Autumn asked for just one minute to say goodbye. Katie allowed it—barely. Autumn quickly said goodbye, but as the call was ending, she whispered, "I’m going to get screamed at now." Katie jumped back on the line, suddenly calm, saying, “No, you're not,” then added that Aurora wanted to talk.
Aurora got on the phone. I could still hear yelling in the background. I gently encouraged her to go to another room. She said she was tired and didn’t want to talk much. I made a few jokes to lighten the mood, and she laughed a little.
Then she said it: “Autumn scares me.”
We asked gently what about Autumn scared her. Aurora said it was when Autumn yelled at Mom and told her she wished she would die. She said yelling always scares her. We validated her feelings and reassured her it wasn’t her fault. We also reminded her that we had been talking to Autumn and hadn’t heard her yell—so we asked if something else had happened. Aurora just said, “She always scares me,” but didn’t explain further.
She seemed uncomfortable. I asked if she’d talked to Ms. Mack (the school counselor), but she said Ms. Mack wasn’t at school today. I gently reminded her that if things at home aren’t okay, that doesn’t mean it’s her fault, and she’s not alone.
Then Katie suddenly interrupted, said something quickly, and hung up.

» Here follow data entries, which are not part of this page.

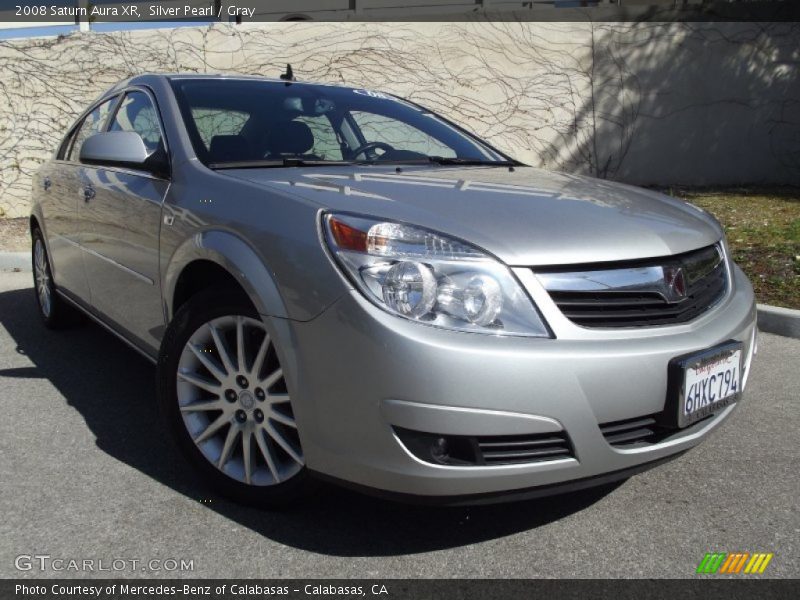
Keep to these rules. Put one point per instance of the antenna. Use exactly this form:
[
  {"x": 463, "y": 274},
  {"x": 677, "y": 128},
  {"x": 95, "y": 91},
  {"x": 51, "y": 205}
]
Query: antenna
[{"x": 289, "y": 75}]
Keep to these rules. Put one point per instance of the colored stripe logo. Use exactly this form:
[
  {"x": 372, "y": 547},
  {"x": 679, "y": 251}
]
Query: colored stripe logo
[{"x": 734, "y": 563}]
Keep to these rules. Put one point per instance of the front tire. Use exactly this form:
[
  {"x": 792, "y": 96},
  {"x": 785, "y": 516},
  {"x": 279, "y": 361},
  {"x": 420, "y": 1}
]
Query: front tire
[
  {"x": 223, "y": 393},
  {"x": 52, "y": 309}
]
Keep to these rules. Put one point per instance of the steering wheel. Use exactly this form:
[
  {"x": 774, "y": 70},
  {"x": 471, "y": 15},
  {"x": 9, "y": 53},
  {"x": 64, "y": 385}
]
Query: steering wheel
[{"x": 364, "y": 148}]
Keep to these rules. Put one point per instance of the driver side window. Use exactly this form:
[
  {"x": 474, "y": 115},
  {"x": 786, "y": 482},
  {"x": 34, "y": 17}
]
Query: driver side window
[{"x": 399, "y": 135}]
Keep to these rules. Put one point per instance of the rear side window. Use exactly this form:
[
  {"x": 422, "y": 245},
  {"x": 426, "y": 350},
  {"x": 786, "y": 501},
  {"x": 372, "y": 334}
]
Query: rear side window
[
  {"x": 136, "y": 113},
  {"x": 92, "y": 124},
  {"x": 212, "y": 122}
]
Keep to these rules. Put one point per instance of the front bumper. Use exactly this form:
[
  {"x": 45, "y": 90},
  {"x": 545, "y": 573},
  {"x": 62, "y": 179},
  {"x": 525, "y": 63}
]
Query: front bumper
[{"x": 356, "y": 372}]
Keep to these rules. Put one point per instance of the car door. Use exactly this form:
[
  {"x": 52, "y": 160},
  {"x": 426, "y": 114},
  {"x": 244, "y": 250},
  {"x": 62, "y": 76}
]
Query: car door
[
  {"x": 61, "y": 191},
  {"x": 123, "y": 210}
]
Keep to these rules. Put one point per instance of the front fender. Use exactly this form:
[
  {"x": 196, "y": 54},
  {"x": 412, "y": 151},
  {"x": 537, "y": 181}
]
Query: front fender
[{"x": 238, "y": 258}]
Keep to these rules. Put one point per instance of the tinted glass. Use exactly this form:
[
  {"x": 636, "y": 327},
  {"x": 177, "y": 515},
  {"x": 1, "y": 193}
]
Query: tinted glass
[
  {"x": 241, "y": 120},
  {"x": 92, "y": 124},
  {"x": 137, "y": 113}
]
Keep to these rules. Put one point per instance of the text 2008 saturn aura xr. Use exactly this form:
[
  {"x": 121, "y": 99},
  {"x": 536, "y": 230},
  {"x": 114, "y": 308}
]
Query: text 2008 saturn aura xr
[{"x": 339, "y": 283}]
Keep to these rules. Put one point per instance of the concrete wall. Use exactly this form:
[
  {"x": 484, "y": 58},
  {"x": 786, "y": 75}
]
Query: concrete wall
[{"x": 668, "y": 104}]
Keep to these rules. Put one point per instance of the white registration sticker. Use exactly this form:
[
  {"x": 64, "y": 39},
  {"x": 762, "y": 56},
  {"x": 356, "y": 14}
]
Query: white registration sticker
[{"x": 710, "y": 385}]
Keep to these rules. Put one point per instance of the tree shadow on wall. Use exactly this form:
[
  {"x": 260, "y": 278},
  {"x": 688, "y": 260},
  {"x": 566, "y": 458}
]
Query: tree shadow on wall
[
  {"x": 695, "y": 103},
  {"x": 113, "y": 389}
]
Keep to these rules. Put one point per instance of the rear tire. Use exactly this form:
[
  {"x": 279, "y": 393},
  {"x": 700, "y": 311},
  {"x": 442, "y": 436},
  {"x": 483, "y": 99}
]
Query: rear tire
[
  {"x": 54, "y": 312},
  {"x": 222, "y": 392}
]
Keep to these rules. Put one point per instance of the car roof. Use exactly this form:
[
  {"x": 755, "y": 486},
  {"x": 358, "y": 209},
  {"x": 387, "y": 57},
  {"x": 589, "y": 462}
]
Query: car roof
[{"x": 146, "y": 78}]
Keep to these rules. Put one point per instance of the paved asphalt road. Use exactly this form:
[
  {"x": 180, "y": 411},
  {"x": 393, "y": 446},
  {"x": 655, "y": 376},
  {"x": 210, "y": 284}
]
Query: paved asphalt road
[{"x": 87, "y": 472}]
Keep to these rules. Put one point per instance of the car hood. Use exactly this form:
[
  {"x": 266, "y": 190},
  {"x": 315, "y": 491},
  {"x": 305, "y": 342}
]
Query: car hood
[{"x": 525, "y": 216}]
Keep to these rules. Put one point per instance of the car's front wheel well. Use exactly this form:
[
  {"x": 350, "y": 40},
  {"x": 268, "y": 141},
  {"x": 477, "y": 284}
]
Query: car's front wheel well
[{"x": 200, "y": 276}]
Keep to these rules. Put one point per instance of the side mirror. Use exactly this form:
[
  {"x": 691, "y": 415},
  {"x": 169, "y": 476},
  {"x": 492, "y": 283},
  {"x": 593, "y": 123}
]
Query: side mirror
[{"x": 122, "y": 149}]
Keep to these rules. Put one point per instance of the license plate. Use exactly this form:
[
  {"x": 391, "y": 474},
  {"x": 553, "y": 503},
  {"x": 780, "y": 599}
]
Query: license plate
[{"x": 711, "y": 380}]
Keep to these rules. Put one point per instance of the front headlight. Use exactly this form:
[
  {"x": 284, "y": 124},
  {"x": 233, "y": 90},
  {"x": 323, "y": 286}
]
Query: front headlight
[{"x": 431, "y": 278}]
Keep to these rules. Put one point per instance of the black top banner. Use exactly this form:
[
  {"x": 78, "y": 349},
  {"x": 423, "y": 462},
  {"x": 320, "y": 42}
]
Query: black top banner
[
  {"x": 65, "y": 12},
  {"x": 398, "y": 589}
]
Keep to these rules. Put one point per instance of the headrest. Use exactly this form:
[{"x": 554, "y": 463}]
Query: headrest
[
  {"x": 290, "y": 137},
  {"x": 227, "y": 148}
]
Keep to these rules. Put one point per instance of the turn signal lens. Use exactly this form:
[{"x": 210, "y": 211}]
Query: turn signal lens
[
  {"x": 347, "y": 237},
  {"x": 430, "y": 277}
]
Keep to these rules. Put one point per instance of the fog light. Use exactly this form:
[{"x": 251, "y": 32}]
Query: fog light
[
  {"x": 440, "y": 450},
  {"x": 410, "y": 289}
]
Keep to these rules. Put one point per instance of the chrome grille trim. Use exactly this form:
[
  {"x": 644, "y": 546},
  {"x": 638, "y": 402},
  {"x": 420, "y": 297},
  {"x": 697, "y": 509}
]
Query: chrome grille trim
[{"x": 651, "y": 292}]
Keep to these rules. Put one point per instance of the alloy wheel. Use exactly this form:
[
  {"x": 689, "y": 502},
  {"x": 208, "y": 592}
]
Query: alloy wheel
[
  {"x": 234, "y": 402},
  {"x": 42, "y": 276}
]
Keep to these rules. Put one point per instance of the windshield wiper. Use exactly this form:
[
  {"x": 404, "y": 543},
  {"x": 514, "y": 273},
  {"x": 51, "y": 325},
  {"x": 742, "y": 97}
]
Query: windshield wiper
[
  {"x": 443, "y": 160},
  {"x": 273, "y": 164}
]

A minute later, Aurora called back just to say goodnight. We reminded her we loved her and told her she could always talk to us. She said goodnight and hung up.
I wish I could explain the heartbreak of hearing a child say they’re scared and having no real way to help. It is so hard to parent children who are being repeatedly traumatized by the other parent—and no one seems to want to help. These kids’ struggles are not their fault. They’re not the result of bad parenting on our end. They are a reflection of pain, confusion, and survival in an environment where the adults are supposed to protect them but so often fail to do so.
We keep showing up. But it never feels like enough.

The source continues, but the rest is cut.